Of decidedly slower fare, “There Will Be No Survivors” rolls in with a sparse drum beat and subtle yet insistent bass line punctuating De Dionyso’s pre/post-apocalyptic croons. It still retains Crown’s animalistic mood; strangely feline in its prowl and deliciously serpentine in its sinuous delivery. “Your kisses taste like honey”, he sings over a bleating saxophone riff. “Tak Terbatas (versi Iblis)” has De Dionyso singing in Indonesian but the sheer madness and intensity of his vocal delivery is definitely not lost in translation. This is a bombastic punk raga jam, demonstrating De Dionyso’s knack for calculated musical frenzy.
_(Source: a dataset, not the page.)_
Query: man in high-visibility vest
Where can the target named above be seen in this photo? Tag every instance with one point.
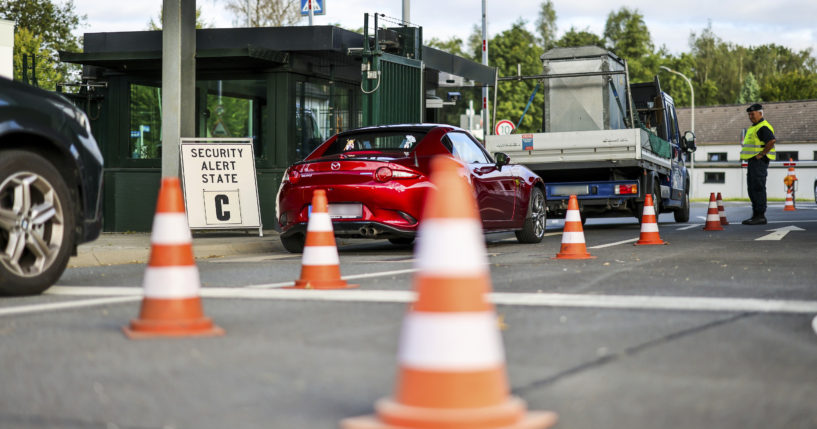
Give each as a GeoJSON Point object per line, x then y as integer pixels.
{"type": "Point", "coordinates": [757, 150]}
The title track, “Open The Crown” is an unyielding call-to-arms that starts with terse guitar strums until the drums come in thundering in like a badass, moody tantrum; no studio effects to be had with this song. During live performances, seeing drummer Jake Jones assassinate the skins with rumbling abandon (and even the calluses on his hands post-show) is a mesmerizing spectacle. “I teach by example/ten thousand tigers in my temple”, De Dionyso wails; “no cage can hold us/I am wilderness unfettered.” Malaikat dan Singa is, in no way, shape or form, fucking around with this track.
“Jiwa dari Jiawku”, all hyper and wild, boasts a drum beat in a five-count which might be polarizing to some if it didn’t give the song such a refreshingly angular edge. The ominously sexy “The Akedah (The Moon Is Full)” lives in a rolling fury of quivering guitars and pounding, echoing guitars. “Some might say that I’m lost but I have no destination” is seductive and sinister initiation to a ceremonial pace that will make you swoon, if not allow you to catch your breath from dancing to the fast-paced songs that preceded it. “I Manipulate the Form’d and the Formless” close the album with another first-person lyrical statement while Arrington spits anarchic poetry in what could be called an experimental hip hop beat loaded with bravado over a miasma of disparate sounds.
Open The Crown delivers a heady array of sounds, influences and moods but never sounds cluttered or chaotic. Arrington De Dionyso’s Malaikat dan Singa has without a doubt crafted a compelling punk record that transcends the oppressive, fearful symmetry of genre and garish arty pretensions. As Crown prowls and pushes the boundaries of sound and mind it leaves an indelible mark on the listener and experimental punk music itself. Not bad for a tiger at all.